I don't intend to try to absorb W in the deep mathematical sense. And I realize my comments are both wrong, and perhaps grotesquely simplified, or mis-applied. But that is my intention-- to make the application, right or wrong, because the act of declaring creates directions, and directions have consequences, and dealing with those consequences is the essence of work.
The Tractatus is a little bit like a cat chasing its tail, but that's ok, because it's the only game we've got. After Kurt Godel (mit umlaut), we are into a post-modern philosophy where there can be no final set of rules, and no complete system. Much the way a computer scientist must ponder whether code is, or is not, a computable algorithm, so we must be content now that some questions cannot, or logically should not be, answered. W's ethics then, starts with what questions ought to be asked? It seems to me that many of the most important questions cannot be answered. Why are we here? That's a fine example for that sort of question. And yet, since we always want most what we can't have, it feels like the most important question of all. Would the answer make us happy? Well, 42 did not do much for me, did it deeply satisfy you? I miss Doug H. like a lost family member, though.

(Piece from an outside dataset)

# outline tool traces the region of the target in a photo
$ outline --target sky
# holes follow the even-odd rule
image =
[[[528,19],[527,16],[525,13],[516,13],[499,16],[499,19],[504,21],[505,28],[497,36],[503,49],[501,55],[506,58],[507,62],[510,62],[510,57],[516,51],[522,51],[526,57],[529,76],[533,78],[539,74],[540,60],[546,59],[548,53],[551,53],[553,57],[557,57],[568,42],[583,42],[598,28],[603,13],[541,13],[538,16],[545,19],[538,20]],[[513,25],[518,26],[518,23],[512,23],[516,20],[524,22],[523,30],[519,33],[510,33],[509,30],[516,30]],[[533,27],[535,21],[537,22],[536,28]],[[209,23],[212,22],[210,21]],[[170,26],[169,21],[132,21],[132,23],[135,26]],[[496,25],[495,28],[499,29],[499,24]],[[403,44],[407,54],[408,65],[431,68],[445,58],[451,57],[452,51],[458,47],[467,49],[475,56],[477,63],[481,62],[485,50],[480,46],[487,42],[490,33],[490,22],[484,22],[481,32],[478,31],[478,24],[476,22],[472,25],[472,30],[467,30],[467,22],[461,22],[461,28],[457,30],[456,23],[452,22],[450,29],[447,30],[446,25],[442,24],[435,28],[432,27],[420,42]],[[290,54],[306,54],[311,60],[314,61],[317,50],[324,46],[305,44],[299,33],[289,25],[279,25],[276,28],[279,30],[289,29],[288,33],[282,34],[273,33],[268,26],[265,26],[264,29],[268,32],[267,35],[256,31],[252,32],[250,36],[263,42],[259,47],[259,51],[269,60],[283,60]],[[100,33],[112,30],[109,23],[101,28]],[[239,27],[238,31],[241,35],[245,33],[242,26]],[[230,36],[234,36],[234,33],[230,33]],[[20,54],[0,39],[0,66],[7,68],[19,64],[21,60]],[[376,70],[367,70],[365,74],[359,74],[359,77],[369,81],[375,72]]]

I think the greatest value of literature is that it gives us the feeling that the unanswerables are being answered. We know it's just fiction, but it satisfies the itch we can't scratch.
I like the poetry of the Tractatus the way I find mathematical writing to be a kind mental music. Although I don't think W was intending poetry, he nonetheless crafts some here and there. Well, not so much poetry on the strength of the words, but in our experience of them, as we try to imagine the world they describe.
Roughly speaking: objects are colorless.
How can the all-embracing logic that mirrors the world
use such special catches and manipulations? Only because
all these are connected in an infinitely fine network, to
the great mirror.
We cannot give a sign the wrong sense.
A composite soul, would not be a soul any longer.
Death is not an event of life. Death is not lived through.
The solution of the riddle of life in space and time
lies outside of space and time.
Not how the world is, is the mystical, but that it is.
Hmm, the 44 in the last quote is only two off from Adam's estimate. I also happen to know that if you use the alphabet as a base-26 symbol system 44 translates to BS. Not that that means anything.
One final note on W. While Von Neumann invented the digital computer (largely), I think we have to give W. credit for describing Object Oriented Programming before computers were around to use it!